À tarde o Dr. Abramovici chamou Moritz à casa de jantar.
- Leva estas malas e vem comigo - ordenou ele. Moritz ficou contente. Já sabia que se o doutor o chamava é porque se não esquecera dele.
- Por que é que vais descalço? - perguntou o doutor, zangado, quando vieram para a rua. Moritz teve vergonha. Mas não tinha sapatos. Olhou à sua volta e não viu ninguém descalço. Fez o resto do percurso de cabeça baixa. Olhava com atenção para os pés das pessoas que passavam ao pé dele. Todos estavam calçados, todos usavam sapatos ou botas. Moritz sentia-se envergonhado. Queria que a terra se abrisse para o engolir. Procurou pedir desculpa ao doutor, mas o doutor caminhou diante dele, com as mãos nas algibeiras como se o não conhecesse.
Pararam diante da porta duma casa velha, com um jardinzito florido em fruto. O doutor pegou nas malas e entrou sozinho. Moritz ficou à porta e leu a placa fixada na parede. Estava lá escrito: CONSULADO. Pôs-se então a olhar para as pessoas que passavam na rua.

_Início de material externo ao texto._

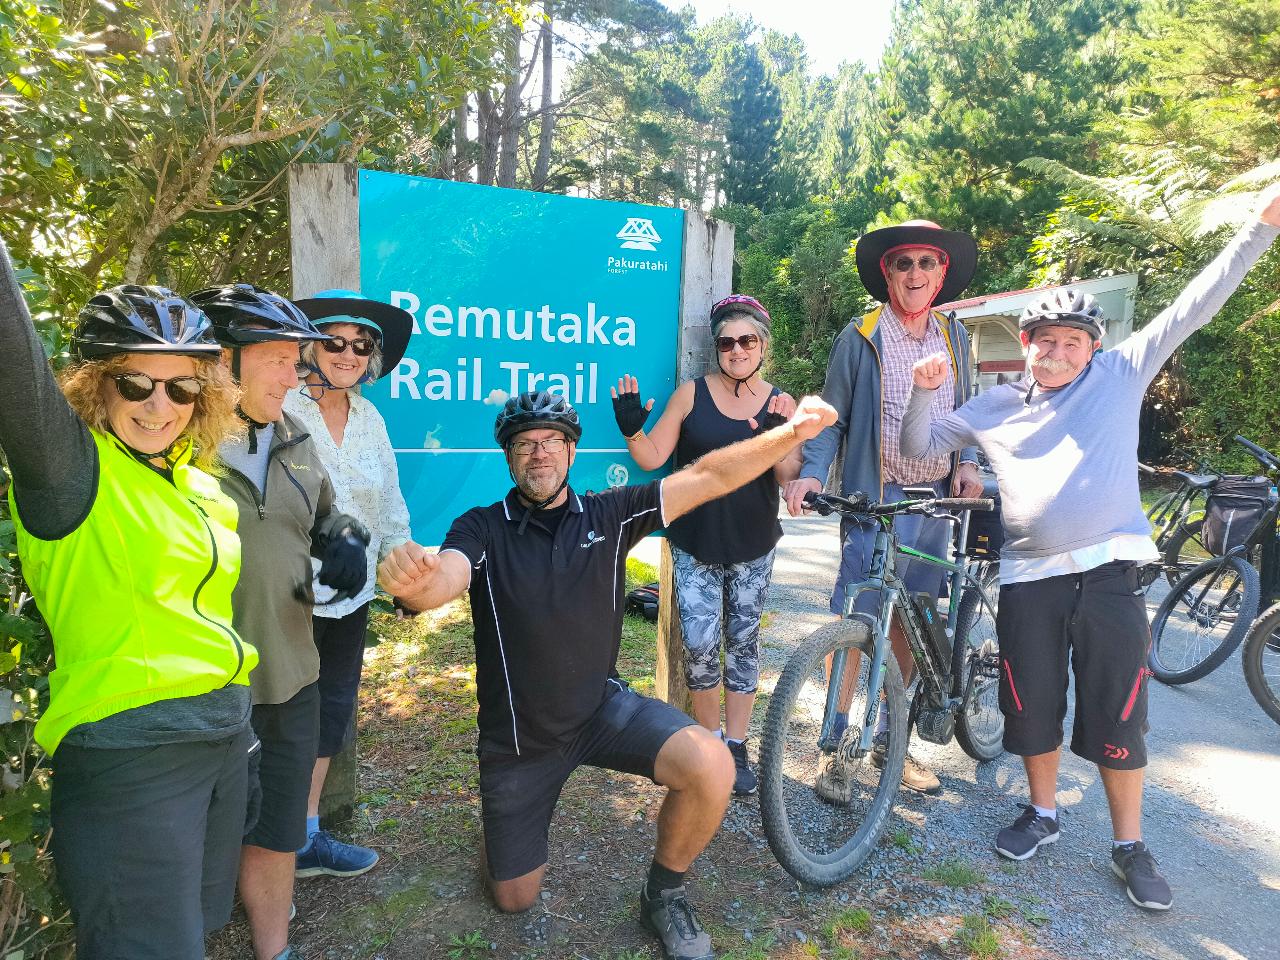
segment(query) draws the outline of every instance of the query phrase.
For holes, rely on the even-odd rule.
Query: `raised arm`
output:
[[[836,411],[818,397],[805,397],[781,427],[758,437],[712,450],[662,481],[663,520],[670,524],[708,500],[749,483],[805,440],[836,421]]]
[[[467,592],[471,561],[455,550],[428,553],[409,540],[378,565],[378,583],[410,610],[432,610]]]
[[[911,369],[911,399],[902,414],[902,430],[898,435],[898,449],[904,457],[940,457],[977,442],[964,417],[969,404],[941,420],[929,419],[933,395],[946,380],[949,364],[945,354],[935,353],[916,361]]]
[[[1264,195],[1257,219],[1232,237],[1172,304],[1120,344],[1116,352],[1137,376],[1150,381],[1187,337],[1217,315],[1277,235],[1280,184]]]
[[[0,447],[9,460],[23,525],[57,540],[89,512],[98,451],[49,369],[44,346],[0,241]]]
[[[631,374],[618,380],[617,387],[609,388],[613,398],[614,418],[618,429],[627,441],[627,451],[642,470],[657,470],[671,459],[680,439],[680,425],[693,409],[693,383],[682,383],[667,400],[662,416],[653,430],[644,431],[645,420],[653,409],[653,400],[640,403],[640,384]]]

O Dr. Abramovici não demorou muito. Voltou sem as malas. Descia os degraus e sorria. Mas quando viu Moritz, que o esperava encostado à parede, o sorriso morreu-lhe nos lábios. Parou de repente, meteu as mãos nas algibeiras e pareceu refletir por uns momentos, franzindo a testa. À volta, o doutor não disse uma palavra. lohann Moritz vinha atrás dele a uma grande distância, para que as pessoas não pudessem pensar que o Sr. Doutor vinha acompanhado por um homem de pé descalço.
Moritz por nada deste mundo queria ser o causador de semelhante vexame para o Dr. Abramovici.
Diante da porta de Isaac Nagy o doutor parou. Esperou que Moritz se aproximasse dele e disse-lhe:
- lankel, o teu caso é muito complicado. A comunidade hebraica de Budapeste, que trata dos papéis de ida para a América, não pode tratar dos teus. Já lhes disse que vieste conosco; supliquei-lhes, até, que te ajudassem; mas não consegui nada. Responderam-me que não se podiam ocupar de cristão. Por isso é que aquilo se chama ”Comitê Israelita”. E tu não és judeu. Não é verdade?
- Não sou, não, Sr. Doutor.
- Eles têm razão - continou o doutor. - Mas tenho pena. Gostava de te levar comigo para a América. Mas não sou homem para te abandonar.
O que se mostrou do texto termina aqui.